The Pilot's Daughter

Author: Meredith Jaeger
Genre:
Historical Fiction

Publisher:
Penguin Publishing Group, 2021

Pages:
352

Rating:
Highly Recommend

Synopsis: In the final months of World War II, San Francisco newspaper secretary Ellie Morgan should be planning her own wedding and subsequent exit from the newsroom into domestic life. Intsead, Ellie who harbors dreams of having her own column, is using all the skills she's learned as a would-be reporter to try to uncover any scrap of evidence that her missing pilot father is still alive. But when she discovers a stack of love letters from a woman who is not her mother in his possessions, her already fragile world goes into a tailspin, and she vows to find out the truth about the father she loves - and the woman who loved him back.

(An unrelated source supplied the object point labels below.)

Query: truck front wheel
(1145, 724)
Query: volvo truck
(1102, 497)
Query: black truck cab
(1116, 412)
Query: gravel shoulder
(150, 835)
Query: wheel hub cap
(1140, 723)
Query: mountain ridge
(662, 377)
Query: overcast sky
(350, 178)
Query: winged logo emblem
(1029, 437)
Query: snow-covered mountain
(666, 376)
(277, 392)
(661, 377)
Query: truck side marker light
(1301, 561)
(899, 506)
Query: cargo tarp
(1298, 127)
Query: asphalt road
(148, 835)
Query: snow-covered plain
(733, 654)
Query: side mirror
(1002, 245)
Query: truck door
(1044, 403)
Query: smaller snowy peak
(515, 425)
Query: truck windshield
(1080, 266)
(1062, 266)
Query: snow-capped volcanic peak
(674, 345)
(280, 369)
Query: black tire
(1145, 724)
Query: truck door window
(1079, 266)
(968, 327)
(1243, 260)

When Ellie arrives on her aunt Iris' doorstep, clutching a stack of letters and uttering a name Iris hasn't heard in decades, Iris is terrified. She's hidden her past as a Ziegfeld Follies showgirl from her family, and her experiences in New York City in the 1920s could reveal much more than the origin of her brother-in-law's alleged affair. Iris' heady deays in the spotlight weren't enough to outshine the darker underbelly of Jazz Age New York, and she's spent the past twenty years believing that her actions in those days led to murder.

Review: I loved this book. I loved the settings. I loved the characters. I loved the story. 

I was a little hesitant to read it because while I had enjoyed Boardwalk Summer immensely, I was disappointed that it was a rewrite of her debut novel, The Dressmaker's Dowry. The characters and time periods had changed, but the formula did not. 

I am happy to say, The Pilot's Wife is story unto itself. Thoroughly enjoyed.